"The music that can deepest reach and cure all ill, is cordial speech" - Ralph Waldo Emerson

Frank Opperman

“Frank Opperman is one of those rare animals, a South African artist who’s making a good living from what he’s doing. “I’m on the road a lot, though,” he says, pointing out that he has a one-year-old daughter at home. “I did 150 shows of Die Uwe Pottie Potgieter recently.” Opperman’s current project is the follow-up to Die Uwe…, called Wyk 14, which he’s taken to the Klein Karoo Nationale Kunstefees (KKNK) this week. “Die Uwe… was basically about an unemployed white man apologising for shooting people on the border,” he says. “But you can only have so much of that sort of thing, and it’s out of my system. “Now Pottie – still unemployed – has decided to run for office as the councillor for Ward 14, or Wyk 14. Part of it deals with him coming to terms with being an African.” Opperman’s character makes allusions to the fact that science suggests we all originally came from around these parts, so we are all Africans – some of us just went away and came back.
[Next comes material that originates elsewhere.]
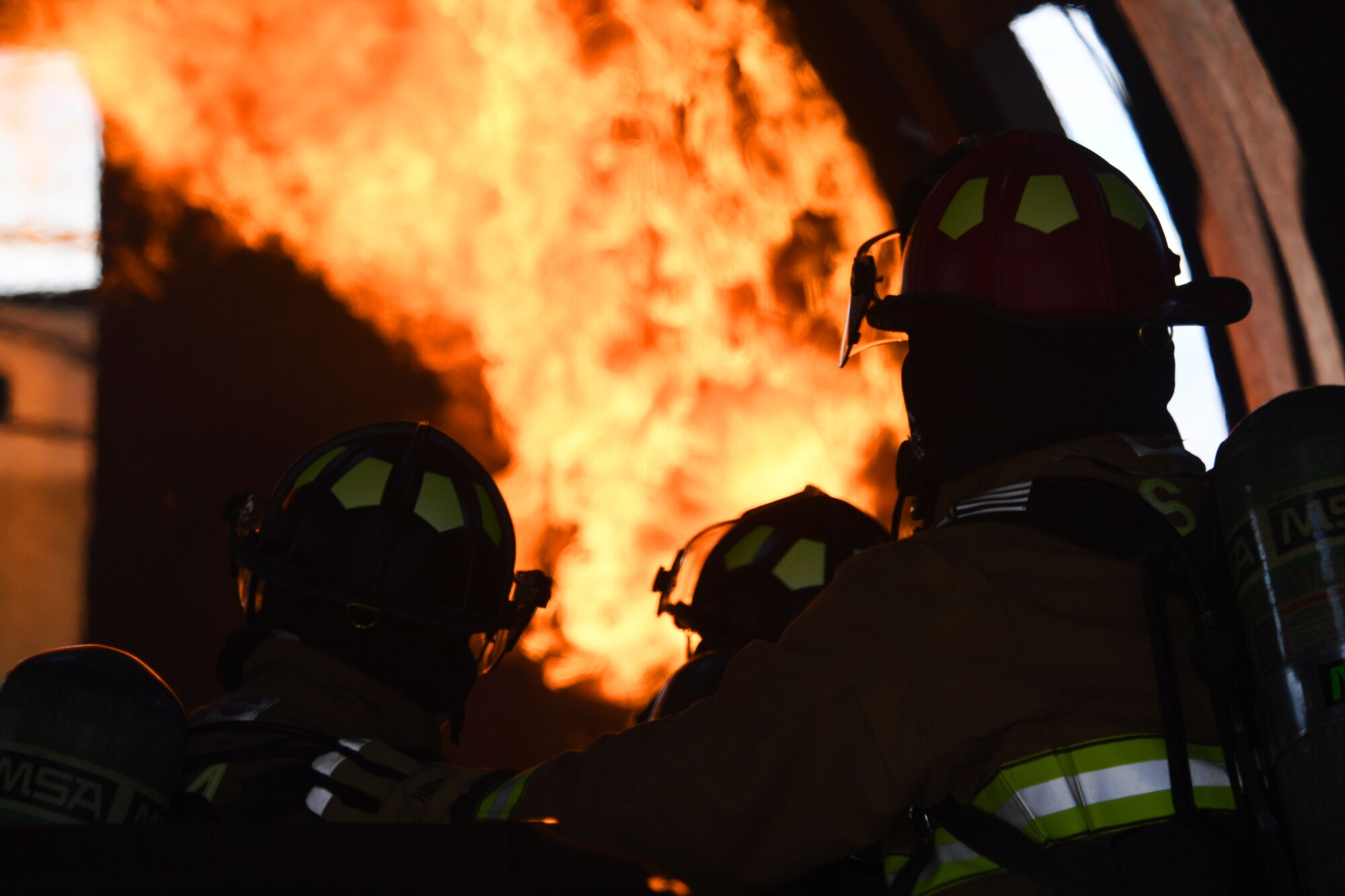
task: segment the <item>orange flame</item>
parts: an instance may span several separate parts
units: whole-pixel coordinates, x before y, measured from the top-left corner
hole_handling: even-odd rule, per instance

The original play was the biggest seller at the last KKNK and Aardklop festivals, and Opperman – as evidenced by his edginess in our interview (he was on his way to rehearsals) – is aware of the pressure to live up to that standard. That pressure has been added to by the announcement of a 13-episode TV spin-off from the play, which Opperman and writer Dana Snyman will be working on once the festival rush is over.”